The green-white-checkered finish has been in place throughout the Sprint Cup Series since July 2004. Some fans and drivers have been vocal critics of the addition, lamenting it as devaluing NASCAR’s highest form of competition by instituting a gimmicky do-over procedure so that something exciting happens with hopes of making SportsCenter on ESPN, which will air it on a constant loop for 12 hours.
There are two drivers, however, who virtually owe their careers to the GWC: Ryan Newman and Kevin Harvick.
Harvick won the 2007 Daytona 500 on both capricious enforcement of pausing the race when cars are upside-down and on fire blocking the track, as well as a GWC. That win would be his last for over three years, until the spring Talladega race of 2010, when he was able to squeak by Jamie McMurray by .011 seconds on a GWC restart.
Harvick would go on to win the July event at Daytona by .092 seconds over then-teammate Clint Bowyer courtesy of a GWC restart after the advertised distance of 164 laps had been completed.
A dominant win at Michigan in Aug. 2010 erased any doubts and memories of the past few years outside of some last-lap restrictor-plate heroics. Had he not, however – and had the GWC not been in existence, Harvick would have just snapped a winless streak that was going on nearly four seasons.
Ryan Newman is an even more striking example of how the GWC rule has helped his win total – and returned the biggest win of his racing resume. In 2008, it was his Penske teammate Kurt Busch who bump drafted him around the 2.5-mile tri-oval on the final lap past leader Tony Stewart to secure his first Daytona 500 victory.
The win was Newman’s first since the fall race at Loudon in 2005, when on the final lap, he bumped future boss Stewart out of the lead coming to the white flag and held on to win by .292 seconds. Nothing dirty mind you – just good, hard, flat-track racing.
Newman would go without another triumph for the remainder of the 2008 season and went winless again after moving to the newly formed Stewart-Haas Racing team in 2009. In 2010 at the spring race in Phoenix, Newman ended up starting on the inside of the front row when leader Jeff Gordon picked the outside lane for the restart, and led the final two laps for the win.
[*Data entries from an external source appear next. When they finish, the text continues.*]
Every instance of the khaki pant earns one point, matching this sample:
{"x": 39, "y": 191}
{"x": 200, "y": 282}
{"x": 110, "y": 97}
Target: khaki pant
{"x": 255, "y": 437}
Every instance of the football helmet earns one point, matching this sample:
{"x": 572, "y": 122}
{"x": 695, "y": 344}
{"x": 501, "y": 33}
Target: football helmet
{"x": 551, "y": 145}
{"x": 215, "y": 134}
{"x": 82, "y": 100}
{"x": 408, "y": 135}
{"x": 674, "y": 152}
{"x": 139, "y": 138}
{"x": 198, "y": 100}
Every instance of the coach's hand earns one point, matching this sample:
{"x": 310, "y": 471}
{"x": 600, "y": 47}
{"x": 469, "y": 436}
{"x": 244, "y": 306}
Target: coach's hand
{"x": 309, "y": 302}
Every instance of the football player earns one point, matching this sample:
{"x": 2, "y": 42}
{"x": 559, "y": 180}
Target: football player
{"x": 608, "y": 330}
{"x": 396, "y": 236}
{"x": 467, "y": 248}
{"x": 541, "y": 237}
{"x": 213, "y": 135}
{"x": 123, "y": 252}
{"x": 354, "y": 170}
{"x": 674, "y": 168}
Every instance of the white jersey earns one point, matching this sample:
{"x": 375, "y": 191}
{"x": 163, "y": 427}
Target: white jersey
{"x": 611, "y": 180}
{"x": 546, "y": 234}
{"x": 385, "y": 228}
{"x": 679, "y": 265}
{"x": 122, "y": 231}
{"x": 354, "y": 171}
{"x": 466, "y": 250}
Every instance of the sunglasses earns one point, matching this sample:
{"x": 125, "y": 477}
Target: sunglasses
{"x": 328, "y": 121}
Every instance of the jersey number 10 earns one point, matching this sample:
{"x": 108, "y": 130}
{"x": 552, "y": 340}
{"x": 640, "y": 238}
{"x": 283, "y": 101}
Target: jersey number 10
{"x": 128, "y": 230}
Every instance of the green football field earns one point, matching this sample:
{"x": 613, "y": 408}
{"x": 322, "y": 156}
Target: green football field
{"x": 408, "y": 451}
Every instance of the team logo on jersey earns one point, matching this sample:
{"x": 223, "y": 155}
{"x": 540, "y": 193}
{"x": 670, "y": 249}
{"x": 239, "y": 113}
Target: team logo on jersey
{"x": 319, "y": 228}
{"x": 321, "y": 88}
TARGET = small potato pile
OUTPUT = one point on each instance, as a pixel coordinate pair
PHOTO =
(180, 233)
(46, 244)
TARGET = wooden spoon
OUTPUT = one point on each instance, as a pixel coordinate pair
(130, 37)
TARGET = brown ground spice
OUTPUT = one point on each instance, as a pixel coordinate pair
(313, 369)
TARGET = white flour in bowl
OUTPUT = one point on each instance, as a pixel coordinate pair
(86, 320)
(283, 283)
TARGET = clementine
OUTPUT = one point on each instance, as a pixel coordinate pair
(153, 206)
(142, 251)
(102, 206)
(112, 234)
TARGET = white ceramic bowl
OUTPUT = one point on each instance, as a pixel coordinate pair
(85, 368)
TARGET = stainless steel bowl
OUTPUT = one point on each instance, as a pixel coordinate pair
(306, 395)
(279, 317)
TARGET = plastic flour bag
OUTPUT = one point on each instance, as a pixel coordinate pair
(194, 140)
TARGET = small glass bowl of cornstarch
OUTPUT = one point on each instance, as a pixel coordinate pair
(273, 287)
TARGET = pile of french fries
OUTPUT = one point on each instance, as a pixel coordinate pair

Had it not been for the GWC, Newman would have continued his futility streak that had stood at 77 races out to 124. At Loudon in 2011, Newman lead 119 laps, holding off Stewart (again) by .770 seconds. At Martinsville three weeks ago, Newman won courtesy of the first three cars plowing into each other on a GWC restart.
So if you think about it, if not for the advent of the GWC finale and barely one second, Newman could be in the midst of an eight-year streak of failing to finish first, dating back to 2004.
So what do all of these figures and statistics prove and just what theorem am I attempting to support? Uh, I’m not sure. I guess it just means that Dale Earnhardt Jr. will probably win here in the next few weeks and break his much publicized drought that is going on almost four years, dating back to the LifeLock 400 at Michigan in 2008.
Well, actually it was the LifeLock 406; that ended up being a GWC finish as well.